Referring to visual elements by name is not always easy. It asks that users know the name of what they want to select. This is hard especially for icons and elements without text. Voice Access features different modes that can help remedy this.

By default, users speak names of icons and words to interact with them without label overlays.

Name labels
When users don't know the name of an icon they can use the command show labels to learn the name of icons. These name labels disappear after the user performs an action. Illustration of UI elements and icons with speakable name overlays
Number labels
Users can speak numbers to select interactive elements. These numbers can be persistent and some find this is a more consistent and efficient way to tap. Users can also choose to not show display number labels on elements that have text. Illustration of UI elements and icons with speakable numeric overlays

Did you know?

Most people who use Voice Access alternate between modes to complete navigational flows.

Using labels to perform gestures

User interfaces typically require use of gestures. People can use labels as anchoring points to perform gestures and long press on UI elements.

For example, a command like "swipe left on 11" will perform the specified gesture (swipe) on the specified element (element 11).

A person speaks swipe left on 11 to make a cursor start a gesture at a number to drag the chip left.

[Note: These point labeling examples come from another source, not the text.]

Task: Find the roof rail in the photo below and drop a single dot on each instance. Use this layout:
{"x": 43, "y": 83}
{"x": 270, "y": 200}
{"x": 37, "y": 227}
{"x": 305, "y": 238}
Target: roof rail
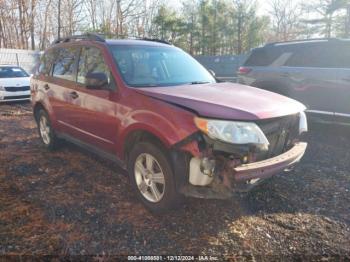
{"x": 302, "y": 40}
{"x": 87, "y": 36}
{"x": 152, "y": 40}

Gestures like swiping needed to control interfaces in maps may not be available on older devices where users rely on scrolling.

Grid selection by speaking

The grid can be used to tap a specific point on the screen by speaking the number assigned to a square. The numbered square can divide again into smaller squares if needed to specify a smaller element. Users can also perform a gesture at that point.

A vector map of the Google campus is used to practice how to select a pin in a map. Tutorial screens instruct users how to use a grid of squares with numbers overlaying a map that allows users to select a pin on a map.
A smaller square with more subdivisions where numbers can be used to tap
    on a smaller target.

Text-editing commands

Users can dictate, spell, edit, and format text by voice. A common challenge is making mistakes or forgetting the available commands.

Users can speak commands while typing and it's common for some words or speech in the environment to not be recognized and get typed in the textfield.

The command start or stop editing lets users explicitly signal the exit from a textfield to avoid commands from being typed.

A textfield allows users to try typing text via voice commands and teaches
    how to navigate out of the textfield by voice. Tutorial screen listing common text editing commands.
Voice Access cursor enters the search term pineapples in a search field and
    taps next start the search. Open search pattern sequences can break. Verifying that macros work in your app is an important step.

Macros to automate

Voice Access features commands that automate some user flows. One example is the search macro.

Users can say search followed by what they are searching for. Voice Access will tap on the search bar on the screen and type the query and tap enter. Macros are app and website agnostic and will save users time.

Note: Over time more macros will be added to make other tasks more efficient.